Blog Post for April 2

I will be using methods from the humanities for my topic because my research will primarily involve reading sources, watching films, and analyzing films in conversation with the sources I have read. At the same time, however, I will also be pulling sources from the social sciences that have to do with Implicit Leadership Theories (ILTs) and the Social Identity Theory of Leadership, which both involve psychology and actual social behavior. I will be generating my own theory about superheroes in relation to ILTs and social identity research, and although I will not be testing my theory via the social sciences, my theory would open the door for future experimentation.

The materials I will need for my research include academic books, peer-reviewed articles, superhero films, critic reviews, comic books, and websites (for gathering box office dataand superhero film/fanfare information).

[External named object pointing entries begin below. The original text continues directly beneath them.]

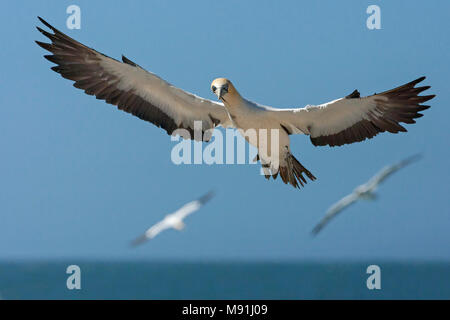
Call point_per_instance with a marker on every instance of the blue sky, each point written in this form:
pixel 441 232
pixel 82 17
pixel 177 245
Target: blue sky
pixel 81 179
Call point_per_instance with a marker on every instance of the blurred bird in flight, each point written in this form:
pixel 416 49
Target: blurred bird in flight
pixel 363 192
pixel 173 220
pixel 134 90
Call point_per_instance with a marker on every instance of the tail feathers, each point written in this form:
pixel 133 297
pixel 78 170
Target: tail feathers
pixel 292 172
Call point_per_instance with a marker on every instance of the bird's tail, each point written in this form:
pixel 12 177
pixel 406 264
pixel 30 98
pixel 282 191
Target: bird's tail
pixel 292 172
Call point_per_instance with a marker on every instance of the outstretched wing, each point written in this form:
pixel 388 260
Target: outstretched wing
pixel 151 233
pixel 334 211
pixel 386 172
pixel 353 119
pixel 130 87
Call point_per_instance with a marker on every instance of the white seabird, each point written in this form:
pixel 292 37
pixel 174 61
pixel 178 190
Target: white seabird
pixel 147 96
pixel 363 192
pixel 173 220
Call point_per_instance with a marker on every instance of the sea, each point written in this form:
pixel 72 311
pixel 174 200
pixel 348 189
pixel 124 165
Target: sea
pixel 223 280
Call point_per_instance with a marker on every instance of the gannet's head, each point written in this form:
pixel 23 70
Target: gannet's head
pixel 221 87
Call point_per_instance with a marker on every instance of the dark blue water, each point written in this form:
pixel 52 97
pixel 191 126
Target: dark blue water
pixel 164 280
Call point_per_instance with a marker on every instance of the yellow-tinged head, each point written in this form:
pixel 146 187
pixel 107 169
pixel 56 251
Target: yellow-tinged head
pixel 223 87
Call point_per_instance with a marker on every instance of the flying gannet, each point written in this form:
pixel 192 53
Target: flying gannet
pixel 147 96
pixel 173 220
pixel 363 192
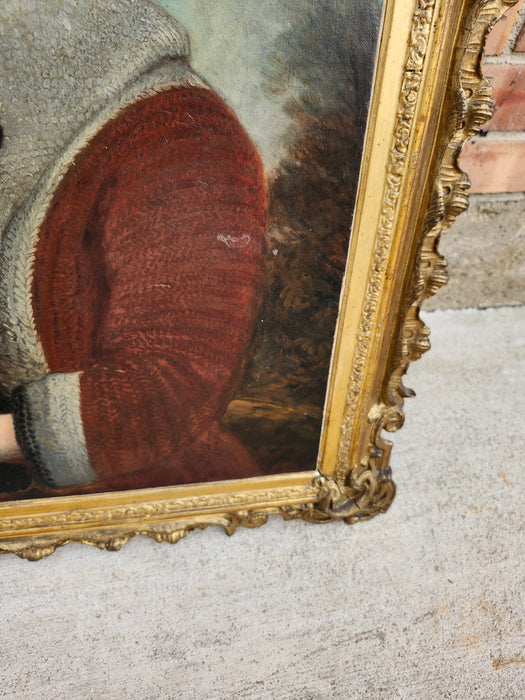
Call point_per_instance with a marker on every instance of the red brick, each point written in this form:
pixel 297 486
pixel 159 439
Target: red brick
pixel 495 166
pixel 508 82
pixel 520 43
pixel 498 37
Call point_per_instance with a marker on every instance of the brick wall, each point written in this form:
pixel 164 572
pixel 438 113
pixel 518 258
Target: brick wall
pixel 495 160
pixel 486 246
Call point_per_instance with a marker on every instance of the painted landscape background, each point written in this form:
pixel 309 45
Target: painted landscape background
pixel 298 74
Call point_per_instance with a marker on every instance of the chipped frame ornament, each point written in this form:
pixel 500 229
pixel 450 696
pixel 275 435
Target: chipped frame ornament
pixel 428 98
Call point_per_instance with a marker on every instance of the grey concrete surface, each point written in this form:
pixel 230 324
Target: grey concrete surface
pixel 485 249
pixel 425 601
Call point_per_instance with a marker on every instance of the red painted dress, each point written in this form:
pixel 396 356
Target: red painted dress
pixel 144 294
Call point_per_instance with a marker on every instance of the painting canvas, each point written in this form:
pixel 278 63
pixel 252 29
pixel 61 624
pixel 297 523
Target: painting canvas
pixel 177 184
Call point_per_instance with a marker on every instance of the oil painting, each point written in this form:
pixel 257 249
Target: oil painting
pixel 178 180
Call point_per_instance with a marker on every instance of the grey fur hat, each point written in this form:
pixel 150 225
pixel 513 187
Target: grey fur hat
pixel 61 61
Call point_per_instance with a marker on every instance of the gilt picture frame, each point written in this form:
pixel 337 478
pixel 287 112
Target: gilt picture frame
pixel 424 97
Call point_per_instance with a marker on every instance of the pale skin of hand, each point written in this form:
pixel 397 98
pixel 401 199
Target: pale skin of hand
pixel 9 448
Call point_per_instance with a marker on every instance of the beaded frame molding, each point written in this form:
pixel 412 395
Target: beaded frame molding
pixel 429 97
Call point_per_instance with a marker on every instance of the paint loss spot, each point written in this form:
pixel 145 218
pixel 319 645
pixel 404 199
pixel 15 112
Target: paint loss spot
pixel 234 241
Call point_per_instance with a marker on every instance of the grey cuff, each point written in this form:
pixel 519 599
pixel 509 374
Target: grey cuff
pixel 49 429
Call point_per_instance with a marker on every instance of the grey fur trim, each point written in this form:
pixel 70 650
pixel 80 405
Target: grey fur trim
pixel 23 357
pixel 61 61
pixel 53 403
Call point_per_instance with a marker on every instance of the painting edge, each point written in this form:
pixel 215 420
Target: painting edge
pixel 362 486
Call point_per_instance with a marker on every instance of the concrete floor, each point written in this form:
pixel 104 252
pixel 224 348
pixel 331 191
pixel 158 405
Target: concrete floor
pixel 423 602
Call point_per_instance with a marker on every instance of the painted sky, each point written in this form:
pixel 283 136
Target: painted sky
pixel 230 41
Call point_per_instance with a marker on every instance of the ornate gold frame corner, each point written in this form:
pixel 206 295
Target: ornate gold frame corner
pixel 429 98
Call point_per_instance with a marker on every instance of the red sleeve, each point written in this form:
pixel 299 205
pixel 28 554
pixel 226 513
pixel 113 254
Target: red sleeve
pixel 180 225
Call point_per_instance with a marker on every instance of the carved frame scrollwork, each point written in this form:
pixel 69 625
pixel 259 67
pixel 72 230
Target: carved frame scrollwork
pixel 424 190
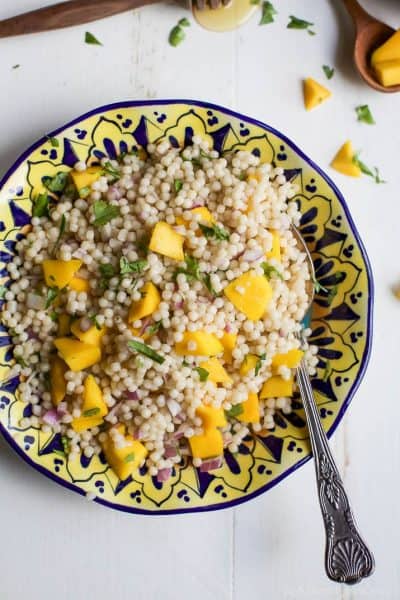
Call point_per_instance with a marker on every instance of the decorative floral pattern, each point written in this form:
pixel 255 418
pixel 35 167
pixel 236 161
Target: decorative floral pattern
pixel 341 319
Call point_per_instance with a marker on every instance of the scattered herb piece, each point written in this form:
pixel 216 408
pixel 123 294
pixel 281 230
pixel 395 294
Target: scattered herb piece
pixel 91 39
pixel 146 351
pixel 137 266
pixel 329 71
pixel 178 185
pixel 91 412
pixel 203 373
pixel 235 411
pixel 268 13
pixel 129 457
pixel 41 206
pixel 259 363
pixel 364 114
pixel 269 270
pixel 176 36
pixel 214 231
pixel 104 213
pixel 296 23
pixel 57 183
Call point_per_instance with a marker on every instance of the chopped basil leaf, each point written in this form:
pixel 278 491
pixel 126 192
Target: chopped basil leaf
pixel 184 22
pixel 146 351
pixel 57 183
pixel 268 13
pixel 176 36
pixel 296 23
pixel 364 114
pixel 214 231
pixel 178 185
pixel 129 457
pixel 235 411
pixel 136 266
pixel 51 295
pixel 91 412
pixel 203 373
pixel 104 213
pixel 91 39
pixel 269 270
pixel 329 71
pixel 259 363
pixel 41 206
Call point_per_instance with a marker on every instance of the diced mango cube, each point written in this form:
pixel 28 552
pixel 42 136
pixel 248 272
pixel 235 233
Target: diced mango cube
pixel 77 354
pixel 166 241
pixel 390 50
pixel 79 285
pixel 249 363
pixel 216 372
pixel 275 251
pixel 58 273
pixel 199 343
pixel 212 417
pixel 58 385
pixel 84 179
pixel 91 336
pixel 388 72
pixel 64 322
pixel 291 359
pixel 250 293
pixel 147 304
pixel 251 410
pixel 126 459
pixel 276 387
pixel 314 93
pixel 207 445
pixel 343 161
pixel 228 341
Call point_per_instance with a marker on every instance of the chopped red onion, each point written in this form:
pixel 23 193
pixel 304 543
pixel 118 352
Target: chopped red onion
pixel 164 475
pixel 211 464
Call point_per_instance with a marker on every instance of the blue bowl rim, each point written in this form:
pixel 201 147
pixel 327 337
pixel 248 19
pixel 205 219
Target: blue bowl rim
pixel 368 346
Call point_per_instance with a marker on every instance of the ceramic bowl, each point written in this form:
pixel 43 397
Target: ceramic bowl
pixel 341 315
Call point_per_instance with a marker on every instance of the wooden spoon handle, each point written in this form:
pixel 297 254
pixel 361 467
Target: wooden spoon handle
pixel 65 14
pixel 358 14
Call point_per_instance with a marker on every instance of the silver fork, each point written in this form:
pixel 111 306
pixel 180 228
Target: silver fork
pixel 347 557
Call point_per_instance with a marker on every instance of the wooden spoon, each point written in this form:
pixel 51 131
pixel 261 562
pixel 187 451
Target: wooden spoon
pixel 370 33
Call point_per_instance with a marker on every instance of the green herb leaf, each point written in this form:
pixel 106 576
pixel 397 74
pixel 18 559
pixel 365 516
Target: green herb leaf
pixel 203 373
pixel 329 71
pixel 129 457
pixel 91 39
pixel 176 36
pixel 136 266
pixel 184 22
pixel 268 13
pixel 57 183
pixel 214 231
pixel 269 271
pixel 104 213
pixel 146 351
pixel 235 411
pixel 41 206
pixel 178 185
pixel 296 23
pixel 91 412
pixel 364 114
pixel 259 363
pixel 52 294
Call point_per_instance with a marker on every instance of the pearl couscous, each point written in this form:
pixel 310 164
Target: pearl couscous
pixel 155 306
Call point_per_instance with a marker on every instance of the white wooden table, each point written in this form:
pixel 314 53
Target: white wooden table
pixel 55 545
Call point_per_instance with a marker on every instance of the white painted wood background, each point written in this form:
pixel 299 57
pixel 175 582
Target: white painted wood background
pixel 54 545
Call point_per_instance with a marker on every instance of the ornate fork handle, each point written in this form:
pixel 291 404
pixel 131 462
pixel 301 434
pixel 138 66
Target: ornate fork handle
pixel 347 558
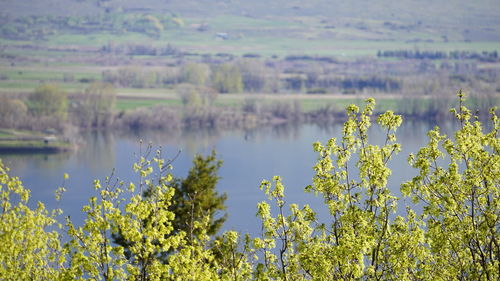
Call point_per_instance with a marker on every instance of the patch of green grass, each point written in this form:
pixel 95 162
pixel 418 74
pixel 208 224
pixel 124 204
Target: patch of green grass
pixel 128 104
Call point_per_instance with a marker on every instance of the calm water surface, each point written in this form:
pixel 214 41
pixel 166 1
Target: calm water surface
pixel 249 157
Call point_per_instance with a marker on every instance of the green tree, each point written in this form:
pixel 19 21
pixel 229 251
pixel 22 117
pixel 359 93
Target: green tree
pixel 194 199
pixel 12 112
pixel 227 79
pixel 48 101
pixel 30 241
pixel 196 196
pixel 96 105
pixel 461 200
pixel 454 236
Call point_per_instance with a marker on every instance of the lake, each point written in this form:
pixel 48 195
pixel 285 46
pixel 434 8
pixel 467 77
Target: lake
pixel 249 157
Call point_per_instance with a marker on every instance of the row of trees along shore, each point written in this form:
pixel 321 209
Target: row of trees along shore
pixel 49 107
pixel 449 232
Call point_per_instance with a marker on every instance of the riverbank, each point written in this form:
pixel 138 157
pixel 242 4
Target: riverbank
pixel 15 141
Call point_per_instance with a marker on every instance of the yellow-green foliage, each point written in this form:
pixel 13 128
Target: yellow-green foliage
pixel 455 236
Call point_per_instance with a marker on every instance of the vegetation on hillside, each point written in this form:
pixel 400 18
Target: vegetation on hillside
pixel 451 231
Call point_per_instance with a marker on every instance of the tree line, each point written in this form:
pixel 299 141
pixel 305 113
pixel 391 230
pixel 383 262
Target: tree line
pixel 484 56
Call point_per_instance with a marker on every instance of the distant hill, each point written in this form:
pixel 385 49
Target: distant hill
pixel 478 16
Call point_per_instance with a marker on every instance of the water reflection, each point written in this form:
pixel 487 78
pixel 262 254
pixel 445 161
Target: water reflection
pixel 249 157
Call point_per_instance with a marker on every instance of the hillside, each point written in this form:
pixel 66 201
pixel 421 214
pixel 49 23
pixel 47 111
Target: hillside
pixel 359 19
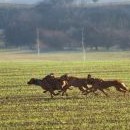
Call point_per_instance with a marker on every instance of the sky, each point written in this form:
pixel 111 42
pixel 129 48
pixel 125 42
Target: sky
pixel 35 1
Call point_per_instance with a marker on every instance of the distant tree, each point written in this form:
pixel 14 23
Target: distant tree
pixel 95 0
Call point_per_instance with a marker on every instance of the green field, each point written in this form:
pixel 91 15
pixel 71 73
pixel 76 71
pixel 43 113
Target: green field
pixel 26 107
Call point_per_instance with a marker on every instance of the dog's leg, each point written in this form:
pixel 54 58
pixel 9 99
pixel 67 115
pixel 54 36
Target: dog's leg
pixel 118 88
pixel 104 92
pixel 45 91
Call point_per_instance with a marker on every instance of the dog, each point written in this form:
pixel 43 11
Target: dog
pixel 80 83
pixel 57 83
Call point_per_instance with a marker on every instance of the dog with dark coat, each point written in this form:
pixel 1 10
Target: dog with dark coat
pixel 80 83
pixel 49 83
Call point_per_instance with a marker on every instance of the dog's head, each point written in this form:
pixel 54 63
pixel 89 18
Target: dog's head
pixel 64 77
pixel 31 81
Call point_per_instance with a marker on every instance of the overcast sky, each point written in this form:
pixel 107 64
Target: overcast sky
pixel 35 1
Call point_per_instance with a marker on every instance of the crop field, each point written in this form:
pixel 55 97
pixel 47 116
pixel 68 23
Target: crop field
pixel 27 107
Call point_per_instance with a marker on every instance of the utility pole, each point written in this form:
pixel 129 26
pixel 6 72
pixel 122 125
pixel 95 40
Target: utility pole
pixel 83 47
pixel 38 42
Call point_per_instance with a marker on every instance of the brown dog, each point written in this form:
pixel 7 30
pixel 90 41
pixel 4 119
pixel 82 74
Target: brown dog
pixel 44 84
pixel 99 84
pixel 57 83
pixel 80 83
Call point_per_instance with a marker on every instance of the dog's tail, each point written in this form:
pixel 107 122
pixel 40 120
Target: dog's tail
pixel 125 87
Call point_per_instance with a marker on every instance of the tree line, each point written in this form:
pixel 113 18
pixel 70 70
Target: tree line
pixel 61 25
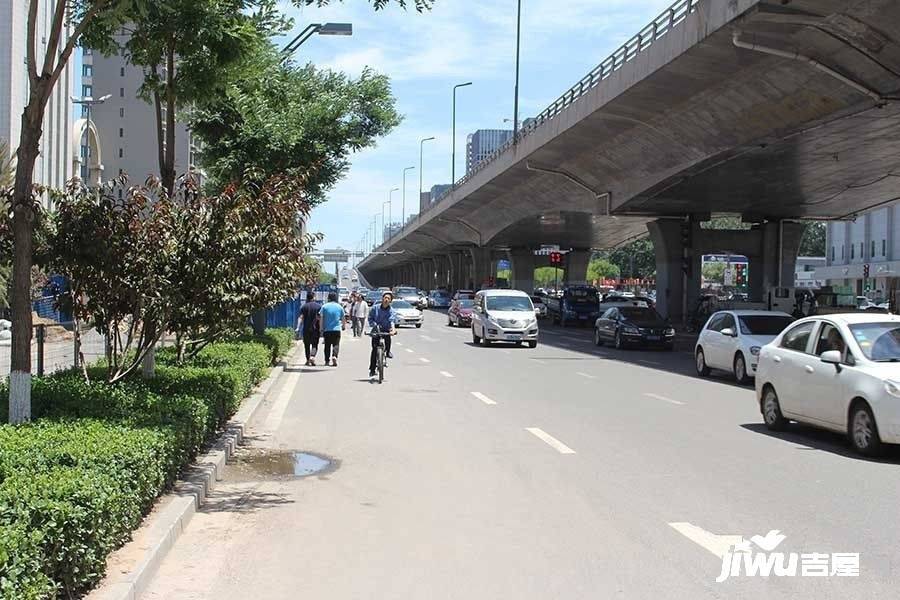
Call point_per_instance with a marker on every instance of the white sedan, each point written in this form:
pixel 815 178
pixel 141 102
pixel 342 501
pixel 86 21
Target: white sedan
pixel 407 314
pixel 731 341
pixel 838 372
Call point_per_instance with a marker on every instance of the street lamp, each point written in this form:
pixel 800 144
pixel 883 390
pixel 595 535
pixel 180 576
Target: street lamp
pixel 403 211
pixel 421 150
pixel 453 153
pixel 89 102
pixel 312 28
pixel 518 46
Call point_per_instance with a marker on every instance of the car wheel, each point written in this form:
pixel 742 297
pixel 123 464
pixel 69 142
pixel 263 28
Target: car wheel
pixel 864 431
pixel 771 410
pixel 702 369
pixel 740 369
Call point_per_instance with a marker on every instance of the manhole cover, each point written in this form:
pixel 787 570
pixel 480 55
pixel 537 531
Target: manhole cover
pixel 256 463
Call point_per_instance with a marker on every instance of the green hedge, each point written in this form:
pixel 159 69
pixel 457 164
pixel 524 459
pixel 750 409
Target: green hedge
pixel 74 484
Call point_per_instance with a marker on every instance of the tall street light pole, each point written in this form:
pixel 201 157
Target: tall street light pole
pixel 453 153
pixel 421 151
pixel 403 210
pixel 518 46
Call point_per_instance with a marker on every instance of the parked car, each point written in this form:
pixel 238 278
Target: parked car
pixel 540 306
pixel 407 314
pixel 578 304
pixel 839 372
pixel 732 339
pixel 504 315
pixel 629 326
pixel 439 299
pixel 460 312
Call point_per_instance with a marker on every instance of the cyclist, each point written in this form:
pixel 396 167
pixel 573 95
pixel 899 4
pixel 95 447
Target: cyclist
pixel 384 316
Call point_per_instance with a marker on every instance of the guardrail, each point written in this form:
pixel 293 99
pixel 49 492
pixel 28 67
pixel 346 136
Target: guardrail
pixel 659 27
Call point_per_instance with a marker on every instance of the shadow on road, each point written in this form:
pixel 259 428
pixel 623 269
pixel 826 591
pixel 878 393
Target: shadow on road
pixel 813 438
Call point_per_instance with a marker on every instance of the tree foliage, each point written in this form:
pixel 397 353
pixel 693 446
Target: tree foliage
pixel 279 118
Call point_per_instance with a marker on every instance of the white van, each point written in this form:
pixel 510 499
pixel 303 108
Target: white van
pixel 504 316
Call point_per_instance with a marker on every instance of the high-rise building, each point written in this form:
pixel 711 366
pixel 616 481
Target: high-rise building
pixel 54 163
pixel 482 143
pixel 126 123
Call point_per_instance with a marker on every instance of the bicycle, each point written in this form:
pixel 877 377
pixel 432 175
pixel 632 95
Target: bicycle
pixel 381 351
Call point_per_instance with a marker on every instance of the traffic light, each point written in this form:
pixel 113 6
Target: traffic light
pixel 556 259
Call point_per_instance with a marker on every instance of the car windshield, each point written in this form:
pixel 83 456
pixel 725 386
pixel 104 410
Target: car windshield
pixel 583 296
pixel 510 303
pixel 636 313
pixel 763 324
pixel 878 341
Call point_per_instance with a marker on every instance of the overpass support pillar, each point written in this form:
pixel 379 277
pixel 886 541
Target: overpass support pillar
pixel 523 265
pixel 576 265
pixel 670 279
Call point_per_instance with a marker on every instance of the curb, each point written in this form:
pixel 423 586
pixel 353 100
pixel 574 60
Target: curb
pixel 175 509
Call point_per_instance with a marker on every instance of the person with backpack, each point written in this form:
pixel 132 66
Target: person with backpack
pixel 308 328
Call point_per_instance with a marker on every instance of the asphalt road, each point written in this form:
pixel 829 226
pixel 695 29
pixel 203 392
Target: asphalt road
pixel 566 471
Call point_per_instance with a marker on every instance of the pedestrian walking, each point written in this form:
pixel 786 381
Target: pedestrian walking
pixel 331 320
pixel 359 312
pixel 308 328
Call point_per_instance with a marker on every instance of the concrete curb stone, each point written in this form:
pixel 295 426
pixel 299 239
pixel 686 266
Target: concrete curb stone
pixel 169 519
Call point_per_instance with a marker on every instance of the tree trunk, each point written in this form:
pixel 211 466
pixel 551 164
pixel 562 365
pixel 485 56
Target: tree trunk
pixel 23 245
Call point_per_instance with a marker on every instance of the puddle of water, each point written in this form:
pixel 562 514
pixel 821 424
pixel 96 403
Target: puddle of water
pixel 280 464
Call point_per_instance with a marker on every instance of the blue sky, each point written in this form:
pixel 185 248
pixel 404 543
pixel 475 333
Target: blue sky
pixel 425 55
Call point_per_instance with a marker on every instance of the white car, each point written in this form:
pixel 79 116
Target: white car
pixel 407 314
pixel 839 372
pixel 732 339
pixel 504 316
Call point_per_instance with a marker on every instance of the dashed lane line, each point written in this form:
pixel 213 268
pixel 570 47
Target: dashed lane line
pixel 549 440
pixel 484 398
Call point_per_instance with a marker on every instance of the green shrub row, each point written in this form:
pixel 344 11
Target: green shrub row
pixel 77 481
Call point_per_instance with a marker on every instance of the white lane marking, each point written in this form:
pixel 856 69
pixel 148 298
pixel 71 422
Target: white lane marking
pixel 664 399
pixel 276 415
pixel 549 440
pixel 713 543
pixel 483 398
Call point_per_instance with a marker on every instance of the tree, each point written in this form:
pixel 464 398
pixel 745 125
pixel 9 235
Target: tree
pixel 278 118
pixel 601 268
pixel 88 21
pixel 814 239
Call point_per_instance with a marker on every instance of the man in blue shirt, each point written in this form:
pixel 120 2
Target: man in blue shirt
pixel 384 316
pixel 331 320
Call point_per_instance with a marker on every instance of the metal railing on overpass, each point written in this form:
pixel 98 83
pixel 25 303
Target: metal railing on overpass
pixel 659 27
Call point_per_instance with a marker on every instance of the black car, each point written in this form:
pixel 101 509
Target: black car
pixel 633 326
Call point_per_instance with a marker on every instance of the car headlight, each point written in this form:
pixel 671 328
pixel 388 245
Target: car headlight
pixel 892 388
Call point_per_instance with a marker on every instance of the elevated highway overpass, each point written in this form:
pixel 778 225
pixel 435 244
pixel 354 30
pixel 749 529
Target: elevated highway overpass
pixel 775 111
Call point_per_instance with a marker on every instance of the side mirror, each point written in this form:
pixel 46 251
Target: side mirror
pixel 832 357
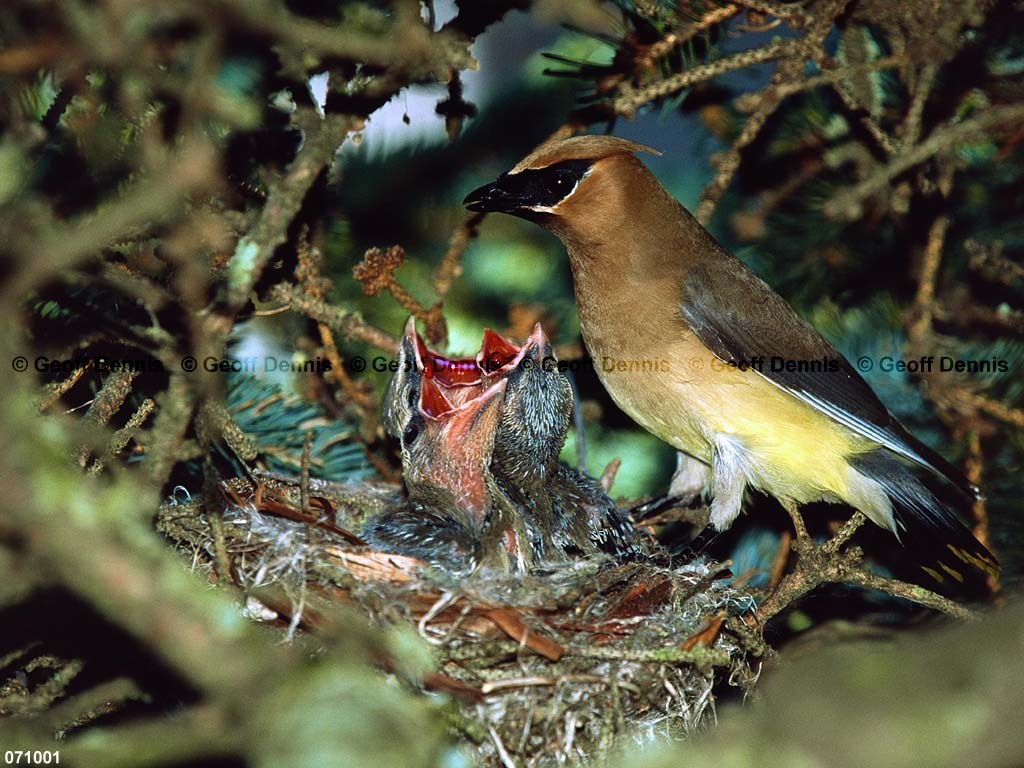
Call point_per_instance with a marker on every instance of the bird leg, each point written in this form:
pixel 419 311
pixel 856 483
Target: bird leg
pixel 803 542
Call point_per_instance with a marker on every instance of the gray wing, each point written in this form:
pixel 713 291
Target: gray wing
pixel 741 320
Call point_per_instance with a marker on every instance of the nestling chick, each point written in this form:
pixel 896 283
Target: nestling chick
pixel 458 455
pixel 686 340
pixel 456 517
pixel 567 514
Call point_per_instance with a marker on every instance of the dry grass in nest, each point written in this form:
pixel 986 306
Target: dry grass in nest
pixel 554 666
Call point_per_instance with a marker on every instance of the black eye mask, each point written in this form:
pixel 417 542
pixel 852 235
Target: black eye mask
pixel 516 193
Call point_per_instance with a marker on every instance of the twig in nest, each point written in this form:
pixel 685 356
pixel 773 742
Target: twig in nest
pixel 309 274
pixel 450 267
pixel 829 564
pixel 347 323
pixel 608 475
pixel 376 272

The superhero films–and possibly some comic books–will be my primary sources (i.e., the things to be analyzed and critiqued), and everything else will be my secondary sources (i.e., the things to be used for analyzing and critiquing).

In terms of topics, the specific kinds of secondary sources I will be drawing from include those on leadership studies, Implicit Leadership Theories (ILTs), social identity theory (of leadership), comic book history, American exceptionalism, American history, feminist theory, critical race theory, toxic masculinity and violence, superhero history, film psychology, superhero films, heroism, and superheroes as cultural icons. For my primary sources, the superhero films themselves, I will focus on the historically and presently most popular/watched, such as (though this is subject to change) Black Panther (2018), Wonder Woman (2017), Deadpool (2016), The Avengers (2012), The Dark Knight (2008), and Superman (1978).